After I managed to reproduce the issue locally, I discovered what was going on.

It was concurrency.

Specifically, that there's multiple places where ath_start() is being called, thus multiple concurrent TX is occuring.

Now, in the non-aggregate method, net80211 is doing all the sequence number assignment. I'm not so sure that in the normal case, the sequence numbers are being allocated in a consistent, sequential way - if the net80211 TX code is able to be called concurrently from multiple threads, sequence numbers can and will be occasionally "raced" and allocated in the reverse order that they're submitted to the driver. But I'm not here to fix that (however I'll eventually have to.)

In the aggregate method, the driver is doing the aggregation and sequence number assignment. For now, the driver is also doing the TX BAW tracking and frame queuing. So imagine this sequence of events:

* a frame is submitted via ath_start();
* since aggregation is enabled, it's allocated a sequence number;
* it's then thrown into the software queue;
* then at some later stage, the software queue is checked, the frame is popped out of the list and if it's inside the BAW, it's added to the BAW and TX;ed
* adding the frame to the TX BAW slides the left hand edge of the BAW to be at that sequence number. Any frames TXed with a seqno _less_ than this will be treated as outside of the BAW and put back onto the software queue for now.

Now, the locking only occurs at:

* the time the frame has the sequence number allocated;
* then when the queue is checked and the frame is popped off.
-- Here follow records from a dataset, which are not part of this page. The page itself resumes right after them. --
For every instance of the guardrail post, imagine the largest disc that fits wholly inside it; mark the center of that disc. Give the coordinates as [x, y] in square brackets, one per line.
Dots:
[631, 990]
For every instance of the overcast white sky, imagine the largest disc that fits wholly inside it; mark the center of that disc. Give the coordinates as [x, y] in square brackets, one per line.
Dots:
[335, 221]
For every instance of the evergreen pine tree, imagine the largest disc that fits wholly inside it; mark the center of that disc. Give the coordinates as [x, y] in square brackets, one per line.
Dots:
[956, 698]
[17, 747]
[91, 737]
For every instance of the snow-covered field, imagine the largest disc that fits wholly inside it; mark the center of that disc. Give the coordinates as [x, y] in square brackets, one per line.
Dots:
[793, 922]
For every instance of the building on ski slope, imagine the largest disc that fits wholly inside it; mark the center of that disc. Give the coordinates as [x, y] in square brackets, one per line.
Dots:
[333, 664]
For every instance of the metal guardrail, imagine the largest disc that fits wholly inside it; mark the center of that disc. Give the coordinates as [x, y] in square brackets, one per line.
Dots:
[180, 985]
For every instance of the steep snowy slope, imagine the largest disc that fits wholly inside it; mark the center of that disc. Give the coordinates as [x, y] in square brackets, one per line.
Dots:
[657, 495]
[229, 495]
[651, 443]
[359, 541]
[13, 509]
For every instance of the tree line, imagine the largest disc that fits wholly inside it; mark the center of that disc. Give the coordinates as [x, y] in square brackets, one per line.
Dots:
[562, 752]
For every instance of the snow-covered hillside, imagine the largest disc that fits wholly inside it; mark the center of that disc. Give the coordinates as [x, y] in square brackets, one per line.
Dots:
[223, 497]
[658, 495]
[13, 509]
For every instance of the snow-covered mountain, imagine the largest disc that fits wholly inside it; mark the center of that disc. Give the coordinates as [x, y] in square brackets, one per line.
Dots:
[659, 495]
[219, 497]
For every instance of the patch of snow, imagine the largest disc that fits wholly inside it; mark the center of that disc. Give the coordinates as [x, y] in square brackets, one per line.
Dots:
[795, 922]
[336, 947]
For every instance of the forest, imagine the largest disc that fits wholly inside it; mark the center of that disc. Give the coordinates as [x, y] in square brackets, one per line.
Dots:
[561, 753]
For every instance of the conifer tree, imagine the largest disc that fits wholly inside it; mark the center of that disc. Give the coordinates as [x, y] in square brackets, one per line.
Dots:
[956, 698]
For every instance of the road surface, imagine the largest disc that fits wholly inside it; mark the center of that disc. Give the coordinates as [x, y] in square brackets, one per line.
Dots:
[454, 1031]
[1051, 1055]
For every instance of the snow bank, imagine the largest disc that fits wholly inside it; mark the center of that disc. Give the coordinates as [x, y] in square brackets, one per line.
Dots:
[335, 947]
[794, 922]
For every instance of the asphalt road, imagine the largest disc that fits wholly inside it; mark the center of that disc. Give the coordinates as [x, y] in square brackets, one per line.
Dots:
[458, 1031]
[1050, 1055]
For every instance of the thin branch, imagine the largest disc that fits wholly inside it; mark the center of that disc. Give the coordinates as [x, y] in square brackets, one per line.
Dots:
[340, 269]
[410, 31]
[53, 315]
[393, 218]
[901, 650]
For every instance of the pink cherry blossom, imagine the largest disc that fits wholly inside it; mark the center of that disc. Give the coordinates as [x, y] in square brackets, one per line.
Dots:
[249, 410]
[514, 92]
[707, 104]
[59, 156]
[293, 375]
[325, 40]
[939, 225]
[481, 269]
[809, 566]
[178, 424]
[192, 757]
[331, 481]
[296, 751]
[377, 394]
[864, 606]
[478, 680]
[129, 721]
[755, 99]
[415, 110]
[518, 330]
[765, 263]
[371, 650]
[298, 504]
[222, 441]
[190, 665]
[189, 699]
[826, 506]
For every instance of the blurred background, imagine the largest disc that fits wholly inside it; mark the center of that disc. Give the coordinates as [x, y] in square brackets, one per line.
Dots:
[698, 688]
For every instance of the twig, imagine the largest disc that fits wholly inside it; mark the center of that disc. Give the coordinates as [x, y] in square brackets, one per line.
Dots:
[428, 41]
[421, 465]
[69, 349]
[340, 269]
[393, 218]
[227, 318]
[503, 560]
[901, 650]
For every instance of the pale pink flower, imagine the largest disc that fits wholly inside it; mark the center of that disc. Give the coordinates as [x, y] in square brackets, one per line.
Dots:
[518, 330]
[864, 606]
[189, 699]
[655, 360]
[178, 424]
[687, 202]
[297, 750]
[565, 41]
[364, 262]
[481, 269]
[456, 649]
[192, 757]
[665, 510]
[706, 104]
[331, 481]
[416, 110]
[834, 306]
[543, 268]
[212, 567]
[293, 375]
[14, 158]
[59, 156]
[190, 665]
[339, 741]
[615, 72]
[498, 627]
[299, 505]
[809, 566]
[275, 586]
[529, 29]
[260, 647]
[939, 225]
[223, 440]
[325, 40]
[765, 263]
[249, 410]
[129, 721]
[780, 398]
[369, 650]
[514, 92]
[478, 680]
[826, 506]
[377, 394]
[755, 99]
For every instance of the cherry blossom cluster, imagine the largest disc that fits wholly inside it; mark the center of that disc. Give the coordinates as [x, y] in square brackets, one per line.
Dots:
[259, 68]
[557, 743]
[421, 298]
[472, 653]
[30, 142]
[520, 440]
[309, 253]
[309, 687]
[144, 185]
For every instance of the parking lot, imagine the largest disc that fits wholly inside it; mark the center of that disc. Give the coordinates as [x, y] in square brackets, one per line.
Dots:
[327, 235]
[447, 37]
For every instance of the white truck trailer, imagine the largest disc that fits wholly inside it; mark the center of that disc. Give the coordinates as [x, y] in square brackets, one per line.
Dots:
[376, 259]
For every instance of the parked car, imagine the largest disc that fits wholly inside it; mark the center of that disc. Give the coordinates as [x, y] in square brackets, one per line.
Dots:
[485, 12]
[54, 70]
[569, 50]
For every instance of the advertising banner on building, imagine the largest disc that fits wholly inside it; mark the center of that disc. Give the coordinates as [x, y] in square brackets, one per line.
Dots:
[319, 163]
If two or more threads are allocating sequence numbers and doing work, it's quite possible that thread A will allocate (say) seqno 5, thread B will allocate seqno 6 and then add it to the BAW before thread A can. Then when thread A tries to do some work, it finds the queue has a frame with seqno 5 in it - and since it's before the left hand edge of the BAW (which is at 6, as it was successfully pushed to the hardware), it won't be transmitted and will stay in the software queue until the BAW sequence numbers wrap around to 0 and catch up.

Now, linux ath9k/mac80211 doesn't have this problem. The TX pathway is totally serialised, which means that even if multiple threads are trying to TX, only one thread will be able to enter the TX code at any time. The other threads get blocked.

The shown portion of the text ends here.